Un chef d'Etat
d'obédience communiste, le chypriote Demetres Christofias, va présider durant
le deuxième semestre de 2012 le conseil européen. Face à la crise qui touche
son pays, il a sollicité l'UE et la Russie pour des aides financières. Y a-t-il
encore un centre de gravité politique dans l'UE ?
La république de
Chypre, 820.000 habitants, membre de l'Union européenne depuis 2004 et de la zone
euro depuis 2008, va présider durant le 2ème semestre de l'année l'Union
européenne. Avant même de prendre la présidence tournante de l'UE, le président
communiste, Demetres Christofias, a lancé un appel à l'UE pour une aide
financière de l'ordre de 1,8 milliards d'euros pour fin juin, afin de sauver de
la faillite la principale banque du pays, la Marfin Popular Bank. Du coup,
l'agence de notation « Fitch » a dégradé la banque à BB+, et estime qu'il lui
faut plutôt près de 4 milliards pour maintenir à flot ses activités. Au même
moment, le nouveau président grec, Antonis Samaras se déclare, pour raison de
santé, inapte à gouverner pour les semaines à venir, suivi par son ministre des
finances, Vasilis Rapanos, par ailleurs président de la 1ère banque du pays,
qui déclare carrément forfait et se retire du gouvernement pour raison de
?santé.

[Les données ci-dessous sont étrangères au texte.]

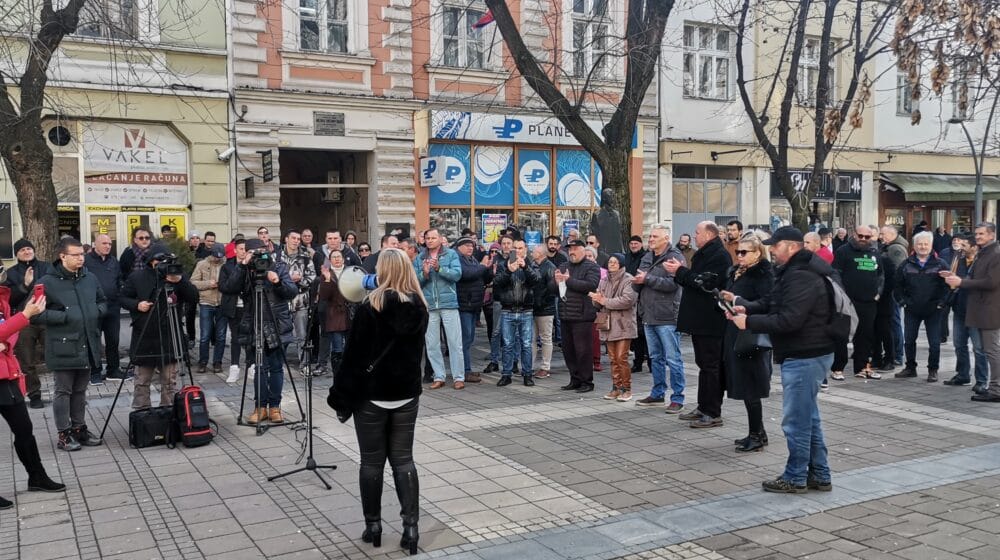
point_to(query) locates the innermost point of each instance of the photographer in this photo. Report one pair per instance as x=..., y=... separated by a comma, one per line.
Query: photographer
x=258, y=265
x=149, y=293
x=75, y=306
x=303, y=273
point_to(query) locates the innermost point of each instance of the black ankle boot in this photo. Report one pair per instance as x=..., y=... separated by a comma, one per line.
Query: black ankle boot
x=753, y=443
x=408, y=491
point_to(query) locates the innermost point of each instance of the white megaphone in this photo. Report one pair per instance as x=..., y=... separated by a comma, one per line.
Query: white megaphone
x=352, y=284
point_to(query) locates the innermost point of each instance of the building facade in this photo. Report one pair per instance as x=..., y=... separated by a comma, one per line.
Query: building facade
x=886, y=172
x=137, y=115
x=401, y=115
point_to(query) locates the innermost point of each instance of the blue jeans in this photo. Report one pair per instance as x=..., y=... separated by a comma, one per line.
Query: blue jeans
x=468, y=319
x=800, y=379
x=453, y=335
x=518, y=338
x=270, y=379
x=897, y=331
x=213, y=324
x=961, y=336
x=664, y=346
x=932, y=324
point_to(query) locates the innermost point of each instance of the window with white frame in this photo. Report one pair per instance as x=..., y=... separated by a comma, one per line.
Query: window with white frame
x=110, y=19
x=809, y=73
x=591, y=35
x=323, y=25
x=463, y=46
x=708, y=61
x=905, y=104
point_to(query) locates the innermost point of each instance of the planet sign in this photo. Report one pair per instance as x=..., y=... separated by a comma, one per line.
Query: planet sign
x=534, y=177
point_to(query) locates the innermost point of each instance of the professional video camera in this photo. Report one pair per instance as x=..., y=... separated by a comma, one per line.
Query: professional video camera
x=168, y=265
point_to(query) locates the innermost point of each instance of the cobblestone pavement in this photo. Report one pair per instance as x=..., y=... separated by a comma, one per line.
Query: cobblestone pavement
x=532, y=473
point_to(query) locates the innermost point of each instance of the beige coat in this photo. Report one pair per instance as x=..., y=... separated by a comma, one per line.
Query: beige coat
x=620, y=300
x=983, y=285
x=205, y=274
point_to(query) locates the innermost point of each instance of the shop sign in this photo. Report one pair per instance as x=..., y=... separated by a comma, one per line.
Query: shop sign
x=134, y=163
x=493, y=127
x=844, y=185
x=492, y=225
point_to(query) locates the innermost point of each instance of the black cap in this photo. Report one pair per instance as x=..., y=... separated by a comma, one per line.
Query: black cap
x=785, y=233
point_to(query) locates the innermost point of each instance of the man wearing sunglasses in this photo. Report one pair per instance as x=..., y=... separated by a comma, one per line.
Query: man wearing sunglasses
x=858, y=265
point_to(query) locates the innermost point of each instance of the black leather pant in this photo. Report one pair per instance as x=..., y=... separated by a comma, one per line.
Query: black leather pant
x=388, y=434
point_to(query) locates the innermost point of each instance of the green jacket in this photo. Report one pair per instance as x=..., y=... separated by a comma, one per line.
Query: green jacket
x=75, y=305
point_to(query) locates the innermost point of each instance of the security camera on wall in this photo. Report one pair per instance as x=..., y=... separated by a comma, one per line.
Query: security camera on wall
x=227, y=154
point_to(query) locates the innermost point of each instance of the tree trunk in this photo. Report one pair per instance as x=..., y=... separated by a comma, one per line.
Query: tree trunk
x=29, y=164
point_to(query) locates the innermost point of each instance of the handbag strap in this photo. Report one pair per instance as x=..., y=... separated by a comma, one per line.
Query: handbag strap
x=373, y=365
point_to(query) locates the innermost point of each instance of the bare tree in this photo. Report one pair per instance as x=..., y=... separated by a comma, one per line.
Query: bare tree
x=644, y=26
x=781, y=102
x=25, y=154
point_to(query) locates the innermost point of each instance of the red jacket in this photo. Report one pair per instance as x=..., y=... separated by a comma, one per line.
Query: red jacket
x=9, y=366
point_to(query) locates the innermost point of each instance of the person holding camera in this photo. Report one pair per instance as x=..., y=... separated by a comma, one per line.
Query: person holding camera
x=149, y=294
x=380, y=385
x=12, y=386
x=72, y=319
x=277, y=330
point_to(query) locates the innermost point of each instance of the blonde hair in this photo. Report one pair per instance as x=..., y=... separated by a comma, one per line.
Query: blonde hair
x=395, y=273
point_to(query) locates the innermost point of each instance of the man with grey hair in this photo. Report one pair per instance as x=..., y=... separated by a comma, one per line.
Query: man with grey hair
x=659, y=300
x=700, y=316
x=983, y=311
x=921, y=291
x=857, y=263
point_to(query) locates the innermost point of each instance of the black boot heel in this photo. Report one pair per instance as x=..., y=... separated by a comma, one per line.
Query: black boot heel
x=373, y=534
x=409, y=540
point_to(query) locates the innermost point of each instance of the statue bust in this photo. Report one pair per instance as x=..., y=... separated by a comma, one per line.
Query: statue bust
x=606, y=224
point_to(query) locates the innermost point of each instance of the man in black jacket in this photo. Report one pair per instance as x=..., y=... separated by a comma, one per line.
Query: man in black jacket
x=857, y=263
x=632, y=261
x=277, y=328
x=105, y=267
x=21, y=279
x=700, y=316
x=471, y=289
x=544, y=311
x=149, y=295
x=796, y=316
x=921, y=291
x=577, y=314
x=513, y=287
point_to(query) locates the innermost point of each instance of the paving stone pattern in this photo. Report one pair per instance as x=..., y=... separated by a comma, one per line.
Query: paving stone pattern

Cette cascade de mauvaises nouvelles arrive à un moment crucial
d'élaboration d'un plan de croissance et de relance économique par les chefs
d'Etats et de gouvernements. Le Sommet européen qui se tient à Bruxelles ces
jeudi et vendredi va faire face à une situation des plus complexe,
particulièrement dans les chapitre des finances, puisque il s'agit de chiffrer
et d'étudier le rééchelonnement de l'aide à la Grèce, ainsi que celle à
l'Espagne, au Portugal et à l'Irlande. Comment, avec l'entrée dans la zone de «
turbulences » de Nicosie en plus, le président français, François Hollande,
va-t-il convaincre ses pairs européens, et surtout la chancelière allemande,
Angéla Merkel, de mettre au centre de la négociation sa proposition de relance
de la croissance en Europe ? Paradoxalement, la complexité de cette situation
plaide pour la thèse du président français : l'austérité adoptée jusque là par
la zone euro provoque à une grande vitesse la chute des systèmes financiers des
pays les plus vulnérables (pour l'instant) et dévale la croissance vers une
courbe négative. Par conséquent et pour inverser la courbe, relancer la
croissance et sécuriser l'activité bancaire, une seule solution : mutualiser au
moins une partie de la dette de la zone euro ; autoriser la banque centrale
européenne (BCE) à monétiser une autre partie de la dette (euros bonds) ;
élargir les missions du Fonds européen de stabilité financière (FESF) qui
deviendra, dès le 1er juillet, le Mécanisme européen de stabilité (MES) et
revoir l'affectation des fonds structurels de l'UE (destinés aux régions), pour
une nouvelle ventilation au grès des priorités et de projets économiques
communs. Cette vision pragmatique de l'économie bute, on le sait, sur
l'intransigeance allemande (pour l'instant). Car à vouloir limiter, dans les
conditions de la crise bancaire actuelle, le niveau des déficits publics à 3 %,
tel que stipulé par le Traité de Lisbonne, freinera l'investissement, donc la
production et la consommation. L'Allemagne ne sera pas épargnée, tant près de
70 % de ses exportations se font dans les pays de l'UE, particulièrement, dans
ceux de la zone euro, et aussi parce qu'elle vit, malgré un excédent
commercial, un déséquilibre de ces comptes publics. De plus, l'Allemagne avait
prévu pour 2012 une croissance de 1,9 %, alors qu'elle ne dépasse pas les 0,8
%. La Commission européenne a elle aussi revu à la baisse ses prévision de
croissance de la zone euro passant de 1,8 à 0,5 %. Ce sont des signes avant
coureur d'un effondrement de la production et de la productivité dans toute la
zone euro. L'Allemagne ne sera pas épargnée sur les moyens et long termes.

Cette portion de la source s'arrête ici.